Statute of Exclusion

One of the penalties that can be imposed on violators under most of the statutes covering health care fraud and abuse is exclusion from federal health care programs. The Statute of Exclusion From Federal Health Care Programs (42 U.S.C. 1320a-7) specifies the exclusion penalties that can be imposed.

For individuals or entities convicted of a program-related crime, a criminal offense relating to patient abuse or neglect, or a felony offense related to health care fraud, the minimum period of exclusion from the Medicare and Medicaid programs is 5 years. The exclusionary period is extended to 10 years for violators with one prior conviction, and for violators with two prior convictions, exclusion from Medicare and Medicaid is permanent.

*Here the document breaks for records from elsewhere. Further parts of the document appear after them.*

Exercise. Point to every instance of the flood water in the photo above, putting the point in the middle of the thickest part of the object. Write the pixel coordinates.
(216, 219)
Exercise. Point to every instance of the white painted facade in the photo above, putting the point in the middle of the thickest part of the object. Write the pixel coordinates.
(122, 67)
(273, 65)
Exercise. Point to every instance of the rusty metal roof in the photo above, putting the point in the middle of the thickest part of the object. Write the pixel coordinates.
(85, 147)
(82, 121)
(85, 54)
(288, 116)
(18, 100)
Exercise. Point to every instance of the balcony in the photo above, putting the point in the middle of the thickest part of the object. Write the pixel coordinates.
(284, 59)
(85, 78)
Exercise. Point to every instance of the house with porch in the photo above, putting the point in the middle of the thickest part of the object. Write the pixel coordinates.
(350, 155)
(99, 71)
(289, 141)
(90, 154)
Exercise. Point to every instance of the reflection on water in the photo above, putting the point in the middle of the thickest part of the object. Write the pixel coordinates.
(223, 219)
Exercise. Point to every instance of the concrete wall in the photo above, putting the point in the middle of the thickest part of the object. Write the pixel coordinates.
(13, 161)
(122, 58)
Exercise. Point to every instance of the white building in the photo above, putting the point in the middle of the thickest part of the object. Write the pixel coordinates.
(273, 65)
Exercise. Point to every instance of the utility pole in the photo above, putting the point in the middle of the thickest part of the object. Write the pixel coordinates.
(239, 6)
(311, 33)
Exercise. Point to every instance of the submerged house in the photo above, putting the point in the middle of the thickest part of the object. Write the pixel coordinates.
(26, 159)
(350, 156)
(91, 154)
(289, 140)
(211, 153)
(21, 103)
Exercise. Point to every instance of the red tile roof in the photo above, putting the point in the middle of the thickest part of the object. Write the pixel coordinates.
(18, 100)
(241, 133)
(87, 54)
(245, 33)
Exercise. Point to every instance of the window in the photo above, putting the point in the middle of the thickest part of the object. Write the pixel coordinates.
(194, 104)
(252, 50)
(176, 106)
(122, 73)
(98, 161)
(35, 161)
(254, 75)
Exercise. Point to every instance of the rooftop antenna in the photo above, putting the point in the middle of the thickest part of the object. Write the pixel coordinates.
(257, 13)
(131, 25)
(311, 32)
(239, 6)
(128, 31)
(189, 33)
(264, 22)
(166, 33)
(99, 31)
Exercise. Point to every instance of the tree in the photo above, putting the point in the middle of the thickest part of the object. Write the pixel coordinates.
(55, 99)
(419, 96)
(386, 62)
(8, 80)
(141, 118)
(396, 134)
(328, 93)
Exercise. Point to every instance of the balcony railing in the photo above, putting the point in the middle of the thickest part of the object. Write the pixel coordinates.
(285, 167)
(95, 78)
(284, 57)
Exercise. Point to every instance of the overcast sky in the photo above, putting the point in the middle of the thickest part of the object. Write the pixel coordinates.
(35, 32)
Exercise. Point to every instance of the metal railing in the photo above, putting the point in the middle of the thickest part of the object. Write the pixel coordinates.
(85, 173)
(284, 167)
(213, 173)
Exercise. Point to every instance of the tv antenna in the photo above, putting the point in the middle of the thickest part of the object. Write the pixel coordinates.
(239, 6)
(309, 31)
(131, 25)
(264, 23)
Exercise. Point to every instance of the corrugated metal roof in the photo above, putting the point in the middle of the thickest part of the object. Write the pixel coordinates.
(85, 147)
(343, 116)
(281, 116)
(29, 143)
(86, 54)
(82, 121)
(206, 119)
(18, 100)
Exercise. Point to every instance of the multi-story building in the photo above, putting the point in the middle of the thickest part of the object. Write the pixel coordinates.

For individuals or entities convicted of misdemeanor health care fraud, the exclusionary period is discretionary, with a minimum period of 3 years unless the Secretary of the Department of Health and Human Services (HHS) deems a longer or shorter period is appropriate. Discretionary exclusions also can be imposed for license revocation or suspension, exclusion or suspension from a federal or state health care program, excessive charges or the provision of medically unnecessary services, and failure to provide required information.